TiVA, in international trade is equivalent to operating profits of corporate business transactions, figuring out the value added by each country in the production and distribution process.

The OECD indicator was developed to address the dilemma that conventional measures of international trade can no longer precisely reflect the flow of goods and services in the complex global production chains.

For instance, when a Korean customer purchases a Japanese television for 1 million won ($848), the OECD would exclude the display panel price when assessing Japan’s TiVA in the given deal.

With an increasing number of countries participating in the global value chain, Japan’s TiVA surplus with Korea has been declining over recent years, data showed.

Tokyo’s TiVA with Seoul dipped from $14 billion in 2005 to $3.9 billion in 2015, down 72 percent during the ten years.

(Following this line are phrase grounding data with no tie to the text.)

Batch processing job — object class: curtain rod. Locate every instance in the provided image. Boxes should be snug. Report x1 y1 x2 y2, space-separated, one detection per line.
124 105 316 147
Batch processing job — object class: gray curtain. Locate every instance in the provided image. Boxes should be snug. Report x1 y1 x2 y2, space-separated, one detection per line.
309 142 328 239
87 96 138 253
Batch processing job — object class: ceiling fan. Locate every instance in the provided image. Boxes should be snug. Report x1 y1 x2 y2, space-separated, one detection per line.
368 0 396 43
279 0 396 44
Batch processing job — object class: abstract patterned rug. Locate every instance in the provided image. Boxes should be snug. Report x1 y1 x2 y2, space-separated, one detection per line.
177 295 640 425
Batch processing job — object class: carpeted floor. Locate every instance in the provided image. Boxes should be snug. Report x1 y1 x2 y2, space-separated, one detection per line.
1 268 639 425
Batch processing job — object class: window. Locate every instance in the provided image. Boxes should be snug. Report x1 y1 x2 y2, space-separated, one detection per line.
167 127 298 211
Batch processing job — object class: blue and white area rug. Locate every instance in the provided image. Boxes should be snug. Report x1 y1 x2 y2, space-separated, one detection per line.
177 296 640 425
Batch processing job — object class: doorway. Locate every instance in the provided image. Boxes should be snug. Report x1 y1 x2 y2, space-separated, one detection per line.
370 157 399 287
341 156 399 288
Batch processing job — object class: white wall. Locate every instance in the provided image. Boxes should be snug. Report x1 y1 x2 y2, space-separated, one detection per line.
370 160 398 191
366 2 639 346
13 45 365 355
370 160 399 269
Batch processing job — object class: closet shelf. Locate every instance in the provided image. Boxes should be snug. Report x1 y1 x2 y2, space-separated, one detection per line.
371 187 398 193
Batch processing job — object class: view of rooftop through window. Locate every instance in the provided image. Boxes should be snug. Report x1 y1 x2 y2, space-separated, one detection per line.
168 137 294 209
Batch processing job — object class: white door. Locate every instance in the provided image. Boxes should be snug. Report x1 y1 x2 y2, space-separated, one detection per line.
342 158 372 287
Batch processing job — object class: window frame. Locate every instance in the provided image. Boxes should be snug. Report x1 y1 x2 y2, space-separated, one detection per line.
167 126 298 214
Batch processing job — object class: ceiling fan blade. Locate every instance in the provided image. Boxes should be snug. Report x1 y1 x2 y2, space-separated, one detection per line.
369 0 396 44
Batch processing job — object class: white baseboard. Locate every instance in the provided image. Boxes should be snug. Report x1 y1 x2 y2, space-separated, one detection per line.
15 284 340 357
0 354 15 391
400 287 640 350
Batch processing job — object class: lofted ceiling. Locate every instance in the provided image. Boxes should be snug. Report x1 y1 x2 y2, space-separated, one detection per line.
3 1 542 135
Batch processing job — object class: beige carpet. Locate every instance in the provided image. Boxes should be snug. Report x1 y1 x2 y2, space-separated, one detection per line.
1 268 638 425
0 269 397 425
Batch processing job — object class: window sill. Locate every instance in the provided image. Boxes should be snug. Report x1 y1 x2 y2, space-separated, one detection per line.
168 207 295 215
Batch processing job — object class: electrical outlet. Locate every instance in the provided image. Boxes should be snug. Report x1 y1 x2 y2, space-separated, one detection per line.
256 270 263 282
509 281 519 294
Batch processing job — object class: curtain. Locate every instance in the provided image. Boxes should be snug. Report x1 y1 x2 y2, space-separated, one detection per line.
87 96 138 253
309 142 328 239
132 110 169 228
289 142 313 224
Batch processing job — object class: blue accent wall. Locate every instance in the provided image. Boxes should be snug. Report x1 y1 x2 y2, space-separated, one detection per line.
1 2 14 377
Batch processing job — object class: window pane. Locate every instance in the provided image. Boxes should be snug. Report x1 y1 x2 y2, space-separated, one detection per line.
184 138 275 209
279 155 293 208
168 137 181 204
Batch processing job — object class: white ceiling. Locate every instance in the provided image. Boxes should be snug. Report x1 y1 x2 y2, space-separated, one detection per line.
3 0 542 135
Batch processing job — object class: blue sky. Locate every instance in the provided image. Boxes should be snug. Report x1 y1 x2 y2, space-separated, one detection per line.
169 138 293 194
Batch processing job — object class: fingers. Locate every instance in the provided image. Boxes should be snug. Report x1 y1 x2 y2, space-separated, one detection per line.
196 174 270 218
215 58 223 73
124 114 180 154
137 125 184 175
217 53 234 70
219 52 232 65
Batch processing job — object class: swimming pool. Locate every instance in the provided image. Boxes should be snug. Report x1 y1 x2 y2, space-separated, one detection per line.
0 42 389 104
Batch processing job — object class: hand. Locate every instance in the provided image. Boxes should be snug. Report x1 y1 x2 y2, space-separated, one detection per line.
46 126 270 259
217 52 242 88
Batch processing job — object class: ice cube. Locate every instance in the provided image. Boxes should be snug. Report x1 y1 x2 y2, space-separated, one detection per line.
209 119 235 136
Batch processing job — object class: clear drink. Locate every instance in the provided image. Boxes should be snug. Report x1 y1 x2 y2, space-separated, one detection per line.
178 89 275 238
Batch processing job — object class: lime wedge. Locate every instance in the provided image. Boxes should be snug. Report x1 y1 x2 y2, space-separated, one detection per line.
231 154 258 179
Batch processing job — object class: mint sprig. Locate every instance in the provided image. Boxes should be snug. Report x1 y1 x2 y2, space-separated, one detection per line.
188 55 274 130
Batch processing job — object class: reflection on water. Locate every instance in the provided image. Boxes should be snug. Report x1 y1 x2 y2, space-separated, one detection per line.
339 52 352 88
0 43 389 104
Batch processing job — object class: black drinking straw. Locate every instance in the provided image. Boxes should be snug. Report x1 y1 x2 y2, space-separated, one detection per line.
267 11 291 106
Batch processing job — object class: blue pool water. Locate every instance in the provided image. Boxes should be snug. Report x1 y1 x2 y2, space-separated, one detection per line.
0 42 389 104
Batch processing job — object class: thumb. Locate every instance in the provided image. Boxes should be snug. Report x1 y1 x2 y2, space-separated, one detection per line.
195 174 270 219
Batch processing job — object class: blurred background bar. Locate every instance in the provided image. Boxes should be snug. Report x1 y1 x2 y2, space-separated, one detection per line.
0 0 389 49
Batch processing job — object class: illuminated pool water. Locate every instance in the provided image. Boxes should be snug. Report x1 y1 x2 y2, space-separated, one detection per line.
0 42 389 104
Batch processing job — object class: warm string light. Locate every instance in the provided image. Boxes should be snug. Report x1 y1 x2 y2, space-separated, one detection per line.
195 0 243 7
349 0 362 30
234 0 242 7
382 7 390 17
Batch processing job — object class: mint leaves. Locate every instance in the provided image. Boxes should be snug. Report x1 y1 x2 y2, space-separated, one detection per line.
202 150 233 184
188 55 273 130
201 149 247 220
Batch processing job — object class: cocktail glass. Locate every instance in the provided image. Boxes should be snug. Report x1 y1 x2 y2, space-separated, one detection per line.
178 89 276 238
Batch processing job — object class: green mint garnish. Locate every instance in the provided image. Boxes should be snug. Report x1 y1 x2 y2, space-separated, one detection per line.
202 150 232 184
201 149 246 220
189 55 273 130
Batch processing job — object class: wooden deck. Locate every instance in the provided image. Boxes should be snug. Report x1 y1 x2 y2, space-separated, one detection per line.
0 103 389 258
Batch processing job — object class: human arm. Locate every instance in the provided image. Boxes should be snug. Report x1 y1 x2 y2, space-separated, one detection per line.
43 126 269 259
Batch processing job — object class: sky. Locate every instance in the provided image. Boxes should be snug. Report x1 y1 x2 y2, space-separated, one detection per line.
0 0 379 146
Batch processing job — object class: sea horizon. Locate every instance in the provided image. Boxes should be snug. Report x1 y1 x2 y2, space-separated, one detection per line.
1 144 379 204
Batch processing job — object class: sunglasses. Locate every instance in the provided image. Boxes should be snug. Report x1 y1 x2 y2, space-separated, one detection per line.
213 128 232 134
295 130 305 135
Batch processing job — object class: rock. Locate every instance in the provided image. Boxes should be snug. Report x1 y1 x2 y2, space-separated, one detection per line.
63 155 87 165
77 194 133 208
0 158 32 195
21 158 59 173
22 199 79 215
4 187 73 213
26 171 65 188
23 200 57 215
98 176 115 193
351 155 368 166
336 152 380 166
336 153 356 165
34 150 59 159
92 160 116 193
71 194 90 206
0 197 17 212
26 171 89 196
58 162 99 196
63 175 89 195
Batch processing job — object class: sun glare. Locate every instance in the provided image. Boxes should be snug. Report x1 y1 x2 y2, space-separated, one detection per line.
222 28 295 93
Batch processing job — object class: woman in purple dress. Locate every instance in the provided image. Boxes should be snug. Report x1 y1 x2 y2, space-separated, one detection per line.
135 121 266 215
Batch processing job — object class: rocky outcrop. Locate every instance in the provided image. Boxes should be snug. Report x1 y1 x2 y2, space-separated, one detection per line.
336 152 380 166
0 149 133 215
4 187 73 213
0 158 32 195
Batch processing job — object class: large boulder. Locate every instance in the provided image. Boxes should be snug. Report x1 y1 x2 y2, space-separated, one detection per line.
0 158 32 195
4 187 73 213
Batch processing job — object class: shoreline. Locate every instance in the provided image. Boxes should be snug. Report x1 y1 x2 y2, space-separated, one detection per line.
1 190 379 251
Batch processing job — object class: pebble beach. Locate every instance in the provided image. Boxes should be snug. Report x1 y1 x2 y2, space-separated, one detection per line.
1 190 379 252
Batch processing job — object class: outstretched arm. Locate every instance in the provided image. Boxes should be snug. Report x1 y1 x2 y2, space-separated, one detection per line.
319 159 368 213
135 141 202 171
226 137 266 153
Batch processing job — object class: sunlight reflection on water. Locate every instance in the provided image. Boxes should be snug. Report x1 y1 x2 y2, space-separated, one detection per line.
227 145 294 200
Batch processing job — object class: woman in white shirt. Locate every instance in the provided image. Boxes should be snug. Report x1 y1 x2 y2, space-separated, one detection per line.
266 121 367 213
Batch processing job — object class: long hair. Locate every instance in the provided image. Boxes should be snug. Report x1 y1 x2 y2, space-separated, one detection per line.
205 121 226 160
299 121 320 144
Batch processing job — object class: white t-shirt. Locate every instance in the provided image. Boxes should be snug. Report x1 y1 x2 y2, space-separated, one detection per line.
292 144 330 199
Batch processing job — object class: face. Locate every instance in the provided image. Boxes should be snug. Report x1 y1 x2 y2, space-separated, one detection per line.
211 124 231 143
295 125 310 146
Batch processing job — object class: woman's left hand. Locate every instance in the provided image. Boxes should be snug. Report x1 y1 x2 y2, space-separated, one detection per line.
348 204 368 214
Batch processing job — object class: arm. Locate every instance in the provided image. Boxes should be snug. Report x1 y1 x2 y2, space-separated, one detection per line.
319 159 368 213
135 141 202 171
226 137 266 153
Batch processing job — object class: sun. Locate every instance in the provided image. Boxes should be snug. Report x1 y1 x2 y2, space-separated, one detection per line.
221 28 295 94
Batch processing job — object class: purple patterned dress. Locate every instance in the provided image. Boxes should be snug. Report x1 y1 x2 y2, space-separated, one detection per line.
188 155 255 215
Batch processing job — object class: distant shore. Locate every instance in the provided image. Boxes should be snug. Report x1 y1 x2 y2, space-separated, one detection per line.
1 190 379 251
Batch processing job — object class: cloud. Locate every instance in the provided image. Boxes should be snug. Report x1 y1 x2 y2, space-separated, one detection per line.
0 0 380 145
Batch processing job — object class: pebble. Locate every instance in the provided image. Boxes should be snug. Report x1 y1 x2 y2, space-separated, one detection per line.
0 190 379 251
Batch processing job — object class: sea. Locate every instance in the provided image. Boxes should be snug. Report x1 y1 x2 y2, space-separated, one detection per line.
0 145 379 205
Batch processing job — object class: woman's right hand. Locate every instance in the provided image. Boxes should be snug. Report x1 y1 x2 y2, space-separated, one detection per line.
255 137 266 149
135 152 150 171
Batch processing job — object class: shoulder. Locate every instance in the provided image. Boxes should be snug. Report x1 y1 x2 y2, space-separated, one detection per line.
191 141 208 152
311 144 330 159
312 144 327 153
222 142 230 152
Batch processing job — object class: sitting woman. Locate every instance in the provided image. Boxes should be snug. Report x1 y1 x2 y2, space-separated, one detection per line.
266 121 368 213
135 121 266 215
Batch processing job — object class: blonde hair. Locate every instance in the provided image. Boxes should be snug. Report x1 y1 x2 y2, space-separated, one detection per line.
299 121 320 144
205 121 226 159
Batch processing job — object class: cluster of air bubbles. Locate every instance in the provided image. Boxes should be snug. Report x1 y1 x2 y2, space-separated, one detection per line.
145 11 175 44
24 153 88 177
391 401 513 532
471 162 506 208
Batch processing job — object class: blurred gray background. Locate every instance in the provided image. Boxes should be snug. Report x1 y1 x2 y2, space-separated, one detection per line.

Its total trade surplus decreased 58 percent during the same period, from $27.3 billion to $15.7 billion.

Seoul’s Ministry of Economy and Finance noted that given the multilateral, globalized trade structure of today, the impact of Japan’s disputed export curbs will spread beyond the East Asian region.

“The recent growth of the global economy was partly due to the closely interrelated global value chains,” said a ministry official.

“Japan’s latest actions including the export curbs would result in the severance of such value chains and consequently deliver negative impacts on the global economy.”